The worst though, were the ones where they didn’t even exist. Worlds where Evelyn and Joy were never born, where humans never evolved, where life on Earth never happened. Those worlds were so peaceful and quiet. There was no pain or guilt or happiness or joy. She’d spend the few focused moments she had in those universes, just being but not being her. It was a fake peace, temporary and fleeting. Jobu Tupaki hated those universes the most. Eventually, the bagel consumed every one she found.

The chaos of the bagel was the only beautiful thing left to her. Its void was a promise that could only be kept. It was singular. The bagel was all she had, until she finally found someone, another Evelyn, who understood what it was like. To live every life, every possible state of existence, at the same time, always and evermore. With only the bagel as hope of an end.

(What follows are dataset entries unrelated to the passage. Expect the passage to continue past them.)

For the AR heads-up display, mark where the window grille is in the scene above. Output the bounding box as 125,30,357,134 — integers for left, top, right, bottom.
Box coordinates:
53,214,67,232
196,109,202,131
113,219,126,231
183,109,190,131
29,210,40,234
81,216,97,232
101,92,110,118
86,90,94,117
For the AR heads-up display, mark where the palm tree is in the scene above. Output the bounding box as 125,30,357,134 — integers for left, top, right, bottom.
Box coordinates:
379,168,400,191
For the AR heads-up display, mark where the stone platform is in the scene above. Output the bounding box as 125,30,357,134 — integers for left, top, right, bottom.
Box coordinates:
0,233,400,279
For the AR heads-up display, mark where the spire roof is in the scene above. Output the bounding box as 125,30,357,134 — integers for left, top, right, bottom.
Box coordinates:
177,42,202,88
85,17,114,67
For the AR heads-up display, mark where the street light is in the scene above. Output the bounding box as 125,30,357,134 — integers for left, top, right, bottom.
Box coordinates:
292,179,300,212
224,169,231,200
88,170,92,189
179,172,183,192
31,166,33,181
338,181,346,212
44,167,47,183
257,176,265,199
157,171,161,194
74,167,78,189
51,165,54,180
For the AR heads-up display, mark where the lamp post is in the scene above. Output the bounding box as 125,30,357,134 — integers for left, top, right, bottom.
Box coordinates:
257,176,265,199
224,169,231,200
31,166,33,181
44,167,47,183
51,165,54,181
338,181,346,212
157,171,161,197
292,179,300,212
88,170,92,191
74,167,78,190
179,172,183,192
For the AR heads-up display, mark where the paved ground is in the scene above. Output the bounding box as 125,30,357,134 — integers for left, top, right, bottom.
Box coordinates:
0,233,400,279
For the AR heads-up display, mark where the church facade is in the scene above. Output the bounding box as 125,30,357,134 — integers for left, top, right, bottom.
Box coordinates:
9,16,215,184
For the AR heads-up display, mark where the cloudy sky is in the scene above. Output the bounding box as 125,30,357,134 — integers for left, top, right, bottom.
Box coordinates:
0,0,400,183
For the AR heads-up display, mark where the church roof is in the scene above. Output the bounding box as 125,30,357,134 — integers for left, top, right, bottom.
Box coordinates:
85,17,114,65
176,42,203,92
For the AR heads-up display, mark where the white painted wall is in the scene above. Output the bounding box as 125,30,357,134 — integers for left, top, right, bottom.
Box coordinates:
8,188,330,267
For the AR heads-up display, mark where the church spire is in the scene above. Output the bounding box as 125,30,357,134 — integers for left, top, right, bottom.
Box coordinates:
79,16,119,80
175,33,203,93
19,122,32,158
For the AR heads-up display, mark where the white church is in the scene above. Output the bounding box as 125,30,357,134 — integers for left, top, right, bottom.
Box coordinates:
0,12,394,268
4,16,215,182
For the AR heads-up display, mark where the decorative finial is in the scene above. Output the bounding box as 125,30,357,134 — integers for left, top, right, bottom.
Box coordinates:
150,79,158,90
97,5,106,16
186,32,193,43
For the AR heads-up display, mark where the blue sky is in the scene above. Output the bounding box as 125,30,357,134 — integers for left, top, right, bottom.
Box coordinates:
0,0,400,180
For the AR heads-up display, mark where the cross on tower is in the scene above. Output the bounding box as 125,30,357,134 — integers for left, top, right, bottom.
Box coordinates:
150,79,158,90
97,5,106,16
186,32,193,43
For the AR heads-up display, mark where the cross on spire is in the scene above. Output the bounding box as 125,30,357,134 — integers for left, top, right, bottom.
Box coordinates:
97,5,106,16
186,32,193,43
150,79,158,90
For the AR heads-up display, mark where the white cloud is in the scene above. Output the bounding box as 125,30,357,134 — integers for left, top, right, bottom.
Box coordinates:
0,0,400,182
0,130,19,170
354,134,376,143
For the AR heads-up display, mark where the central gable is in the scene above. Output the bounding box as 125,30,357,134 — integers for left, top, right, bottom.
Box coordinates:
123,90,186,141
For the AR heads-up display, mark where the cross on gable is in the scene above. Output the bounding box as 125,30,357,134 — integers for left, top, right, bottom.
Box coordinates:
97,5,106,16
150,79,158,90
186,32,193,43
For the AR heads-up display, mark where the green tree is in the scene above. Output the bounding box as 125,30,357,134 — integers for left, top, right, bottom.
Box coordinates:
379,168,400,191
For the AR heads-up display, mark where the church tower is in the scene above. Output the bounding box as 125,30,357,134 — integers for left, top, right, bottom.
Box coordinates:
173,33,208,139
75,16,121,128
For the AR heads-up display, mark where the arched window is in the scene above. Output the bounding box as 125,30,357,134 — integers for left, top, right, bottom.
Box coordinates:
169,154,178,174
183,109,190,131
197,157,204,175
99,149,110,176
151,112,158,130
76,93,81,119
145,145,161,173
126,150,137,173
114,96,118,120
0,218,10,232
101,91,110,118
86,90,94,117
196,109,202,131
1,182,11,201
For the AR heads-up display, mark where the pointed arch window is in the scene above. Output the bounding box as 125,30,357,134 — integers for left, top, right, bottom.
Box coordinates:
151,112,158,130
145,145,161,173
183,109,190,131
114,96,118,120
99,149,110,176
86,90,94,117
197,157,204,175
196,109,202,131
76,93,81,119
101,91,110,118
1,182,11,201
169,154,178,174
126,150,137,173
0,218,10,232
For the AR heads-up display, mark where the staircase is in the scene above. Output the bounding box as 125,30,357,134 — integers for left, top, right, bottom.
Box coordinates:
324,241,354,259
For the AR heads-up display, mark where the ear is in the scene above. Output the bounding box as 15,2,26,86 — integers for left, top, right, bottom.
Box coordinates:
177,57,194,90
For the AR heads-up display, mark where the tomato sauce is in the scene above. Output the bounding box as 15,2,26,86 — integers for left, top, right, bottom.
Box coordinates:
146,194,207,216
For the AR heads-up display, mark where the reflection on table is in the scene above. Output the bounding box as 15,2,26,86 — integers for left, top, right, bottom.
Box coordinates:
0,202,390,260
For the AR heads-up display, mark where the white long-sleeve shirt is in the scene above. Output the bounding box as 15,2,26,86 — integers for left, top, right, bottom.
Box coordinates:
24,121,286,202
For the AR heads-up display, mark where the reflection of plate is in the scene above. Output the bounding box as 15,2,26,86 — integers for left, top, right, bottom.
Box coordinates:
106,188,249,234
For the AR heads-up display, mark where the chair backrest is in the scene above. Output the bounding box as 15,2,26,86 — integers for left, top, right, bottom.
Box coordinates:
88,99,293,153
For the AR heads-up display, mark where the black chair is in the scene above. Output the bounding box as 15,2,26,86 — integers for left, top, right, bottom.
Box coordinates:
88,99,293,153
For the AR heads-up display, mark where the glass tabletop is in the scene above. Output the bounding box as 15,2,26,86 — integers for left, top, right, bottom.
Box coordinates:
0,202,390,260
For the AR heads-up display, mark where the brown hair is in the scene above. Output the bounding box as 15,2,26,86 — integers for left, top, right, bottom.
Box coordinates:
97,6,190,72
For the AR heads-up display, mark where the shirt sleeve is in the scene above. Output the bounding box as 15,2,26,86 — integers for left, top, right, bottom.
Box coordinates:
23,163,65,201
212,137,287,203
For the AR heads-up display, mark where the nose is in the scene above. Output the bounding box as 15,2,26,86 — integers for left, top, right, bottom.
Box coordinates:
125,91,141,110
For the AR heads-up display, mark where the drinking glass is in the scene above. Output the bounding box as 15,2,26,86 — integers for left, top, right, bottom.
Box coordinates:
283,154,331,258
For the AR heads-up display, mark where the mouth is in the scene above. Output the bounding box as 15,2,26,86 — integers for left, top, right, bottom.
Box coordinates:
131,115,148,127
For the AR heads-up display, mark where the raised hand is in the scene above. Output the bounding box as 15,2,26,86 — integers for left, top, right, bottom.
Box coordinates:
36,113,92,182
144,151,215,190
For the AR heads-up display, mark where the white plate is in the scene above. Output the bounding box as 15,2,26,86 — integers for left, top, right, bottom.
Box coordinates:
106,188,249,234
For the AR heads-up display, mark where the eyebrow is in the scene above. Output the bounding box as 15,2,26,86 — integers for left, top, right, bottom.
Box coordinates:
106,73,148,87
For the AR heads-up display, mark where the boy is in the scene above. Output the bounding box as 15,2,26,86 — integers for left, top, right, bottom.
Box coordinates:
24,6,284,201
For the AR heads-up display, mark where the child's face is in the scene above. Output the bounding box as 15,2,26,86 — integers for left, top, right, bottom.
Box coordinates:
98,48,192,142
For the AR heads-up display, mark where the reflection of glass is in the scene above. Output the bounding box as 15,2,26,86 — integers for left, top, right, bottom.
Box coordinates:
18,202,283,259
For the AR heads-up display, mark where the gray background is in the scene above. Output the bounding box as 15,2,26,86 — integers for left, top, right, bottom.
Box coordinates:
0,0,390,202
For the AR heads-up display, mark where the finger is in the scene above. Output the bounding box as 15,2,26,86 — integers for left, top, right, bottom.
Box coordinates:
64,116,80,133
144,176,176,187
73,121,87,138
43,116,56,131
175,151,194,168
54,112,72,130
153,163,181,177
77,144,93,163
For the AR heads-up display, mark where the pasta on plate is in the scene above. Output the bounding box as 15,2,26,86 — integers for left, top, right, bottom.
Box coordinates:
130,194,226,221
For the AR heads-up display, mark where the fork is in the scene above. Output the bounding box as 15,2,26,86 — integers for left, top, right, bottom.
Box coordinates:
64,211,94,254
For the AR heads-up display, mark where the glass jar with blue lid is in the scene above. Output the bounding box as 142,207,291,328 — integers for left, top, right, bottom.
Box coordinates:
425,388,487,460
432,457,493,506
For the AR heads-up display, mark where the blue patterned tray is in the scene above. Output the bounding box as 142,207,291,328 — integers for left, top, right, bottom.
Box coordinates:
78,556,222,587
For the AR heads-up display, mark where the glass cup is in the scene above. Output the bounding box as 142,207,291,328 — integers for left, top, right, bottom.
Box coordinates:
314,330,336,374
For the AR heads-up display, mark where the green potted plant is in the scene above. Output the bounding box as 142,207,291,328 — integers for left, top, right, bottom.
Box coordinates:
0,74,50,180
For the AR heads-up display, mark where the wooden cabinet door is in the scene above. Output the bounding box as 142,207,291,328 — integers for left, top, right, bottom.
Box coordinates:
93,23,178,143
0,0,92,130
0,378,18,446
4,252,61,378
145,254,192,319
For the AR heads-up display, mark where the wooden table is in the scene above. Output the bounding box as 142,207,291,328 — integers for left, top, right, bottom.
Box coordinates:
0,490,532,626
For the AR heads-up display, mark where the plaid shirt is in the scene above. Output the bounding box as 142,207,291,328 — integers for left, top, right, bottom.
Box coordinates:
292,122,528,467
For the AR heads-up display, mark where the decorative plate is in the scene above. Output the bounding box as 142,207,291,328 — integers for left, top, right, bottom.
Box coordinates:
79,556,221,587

The last thing put into the everything bagel was love. The love of a sort of mother for her sort of daughter (multiverse relationships were hard to define). A mirror of the love that had started this all but different, in the way each universe was, by definition, different from all the others. Jobu Tupaki saw her mom in his version of Evelyn but also, not quite her mom. Both driven by ambition, but for this Evelyn, it was always ambition met with failure. They’d led radically different lives, her mom and this Evelyn, her and this Joy, her father and this Waymond. Different yet so familiar that the hurt was still there. The bagel still called: an ending, peace.

Until Evelyn poured her love into it, and it turned out that a black hole/everything bagel wasn’t infinite, after all. Like everything that existed, it had its limits. Love filled it up, until it couldn’t hold anything else.

The last thing put into the everything bagel was love. It consumed the bagel, until it was no more.

The last thing Jobu Tupaki felt was that love, and it brought her peace.